AI continues to find software engineering use-cases across business and enterprises.
Shyam Sankar, CTO of Palantir Technologies, has shared insights into how AI is transforming software development within his own company. His remarks highlight a compelling trend: the emergence of “AI Forward Deployed Engineers” (FDEs). Sankar’s enthusiasm points to the potential of these AI-powered tools to revolutionize development speed, adaptability, and overall company agility. He likens the transformative power of AI to that of electricity, suggesting its value lies not in its creation, but in the tools and applications it empowers.

“The coolest stuff that I’ve been seeing is multiple teams internally at Palantir building AI FDEs,” Sankar said on the TBPN postcast. “It’s really compelling.

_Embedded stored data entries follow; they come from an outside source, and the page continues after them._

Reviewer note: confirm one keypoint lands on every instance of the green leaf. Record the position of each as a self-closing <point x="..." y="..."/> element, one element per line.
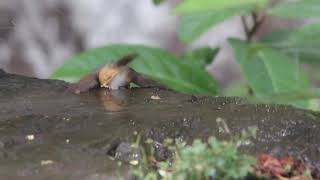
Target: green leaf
<point x="190" y="6"/>
<point x="302" y="43"/>
<point x="192" y="25"/>
<point x="155" y="63"/>
<point x="297" y="9"/>
<point x="200" y="57"/>
<point x="269" y="72"/>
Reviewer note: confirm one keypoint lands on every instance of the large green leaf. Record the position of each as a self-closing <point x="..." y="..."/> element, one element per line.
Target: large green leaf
<point x="302" y="43"/>
<point x="200" y="57"/>
<point x="297" y="9"/>
<point x="190" y="6"/>
<point x="269" y="72"/>
<point x="155" y="63"/>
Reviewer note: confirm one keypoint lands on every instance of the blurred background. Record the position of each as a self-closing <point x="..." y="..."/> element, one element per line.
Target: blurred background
<point x="37" y="36"/>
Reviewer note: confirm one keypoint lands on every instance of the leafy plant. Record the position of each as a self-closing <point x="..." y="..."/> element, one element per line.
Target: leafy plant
<point x="273" y="67"/>
<point x="213" y="159"/>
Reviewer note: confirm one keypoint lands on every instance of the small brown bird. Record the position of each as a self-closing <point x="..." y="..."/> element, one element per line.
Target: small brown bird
<point x="113" y="76"/>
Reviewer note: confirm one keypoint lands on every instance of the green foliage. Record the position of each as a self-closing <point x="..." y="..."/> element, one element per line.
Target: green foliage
<point x="302" y="43"/>
<point x="263" y="69"/>
<point x="297" y="9"/>
<point x="213" y="159"/>
<point x="199" y="16"/>
<point x="192" y="25"/>
<point x="271" y="67"/>
<point x="155" y="63"/>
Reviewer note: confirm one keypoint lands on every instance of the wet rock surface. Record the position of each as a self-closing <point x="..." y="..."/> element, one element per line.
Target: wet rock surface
<point x="47" y="132"/>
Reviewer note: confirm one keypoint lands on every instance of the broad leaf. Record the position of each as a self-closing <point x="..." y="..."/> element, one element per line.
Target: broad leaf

It gets really far. It attacks different parts of the stack.”
He continued, “If every user could have their own on-demand, essentially infinite AI FDE, how much more stuff can you build? How much more quickly can you adapt? What’s your OODA loop as a company now?” The OODA loop – Observe, Orient, Decide, Act – refers to the decision-making cycle, a concept vital in military strategy and increasingly relevant in fast-paced business environments.
Sankar concluded his thought, stating, “So I think we’re deep in the implementation phase. If AI is electricity, all the value didn’t go to the people who made the turbine generators. It went to the people who made the tools that ran on electricity. And I think there’s just – we’re just so excited about proliferating and building those tools out.”
Sankar’s analogy to electricity is particularly striking. Just as electricity revolutionized industries by powering a vast array of tools and machines, Sankar envisions AI as the driving force behind a new generation of software development tools. These AI FDEs are not merely automating existing tasks; they are fundamentally changing how software is built and deployed, empowering developers to achieve previously unimaginable levels of productivity and responsiveness.
Palantir isn’t the only company that’s adopting AI engineers. Klarna says it has stopped hiring humans entirely, and is looking at AI to boost productivity. Salesforce meanwhile has said that it won’t hire software engineers this year, and Inmobi has said that the gains that it’s seeing from AI will cause human software engineers to lose jobs. Shopify, meanwhile, has said it now checks with teams asking for more human resources why the task can’t be done with AI. And if these trends continue, they could end up reshaping the software engineering market as we know it.